Wieser habe die „Sorge“, dass „die Spitzenpositionen dieser Verbände mit Figuren besetzt werden, die in Wirklichkeit nicht die Interessen der Verbandsmitglieder gegenüber der Politik, sondern die Interessen der Politik gegenüber den Verbandsmitgliedern vertreten.“
Misstrauen säen, sich mit eigenen Plakaten unter die Demonstranten mischen, eigene Demos organisieren und ähnliches kennzeichneten die Versuche von Rechtsextremen, die aktuellen Bauernproteste zu vereinnahmen. Ohne Erfolg, so Langreiter: „Versucht haben sie es. Aber wir haben es gut hinbekommen, uns abzugrenzen.“
Bauern distanzieren sich von der AfD
Für den Garser Bio-Bauer Georg Eisner, Sprecher von „Land schafft Verbindung“ (LsV), ist das keine Überraschung: „Der klare Menschenverstand sagt einem, die Rechten gehören nicht zu uns. Wir sind der Mittelstand, wir sind der Pfeiler der deutschen Republik. Wir lassen uns da nicht vereinnahmen.“
Ulrich Niederschweiberer, Mühldorfer Kreisobmann, betont mit Blick auf weitere Aktionen: „Wir werden nicht alles verhindern können, aber wir grenzen uns auf alle Fälle ab. Und dass sich einmal einer darunter mischt, das können wir sicher nicht verhindern.

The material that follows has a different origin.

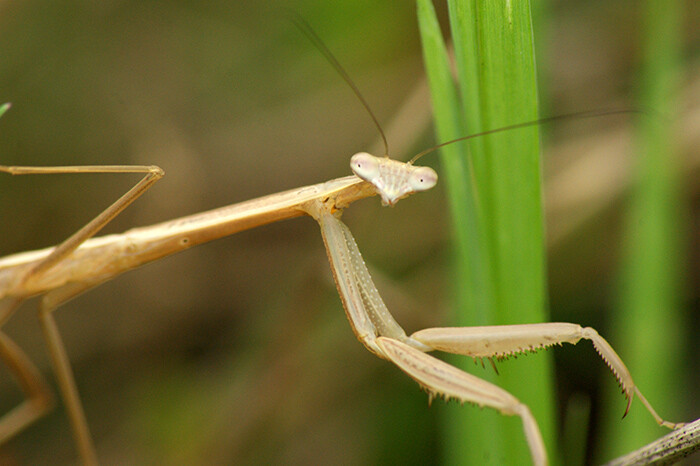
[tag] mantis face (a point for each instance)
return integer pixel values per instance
(394, 180)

Wir versuchen, unsere Aktionen anständig zu führen und wenn was auftaucht, dann werden wir uns auch entsprechend wehren oder distanzieren.“ Das reiche bis zu der Aufforderung, „die Veranstaltung zu verlassen“, ergänzt Eisner.
Keine Radikalisierung der Landwirte
Eisner glaubt nicht, dass sich die Landwirte radikalisieren würden, „weil wir ja die Normalität wiederhaben wollen. Wir wollen das wiederhaben, was Deutschland groß gemacht hat. Deshalb passt das Rechtsradikale nicht zu uns.“
Diese Einschätzung teilt Langreiter. Bei der AfD sei für die Landwirte „null Komma null“ dahinter. „Die sei gegen den Bauernverband eingestellt und wolle nur „Wähler abgreifen“.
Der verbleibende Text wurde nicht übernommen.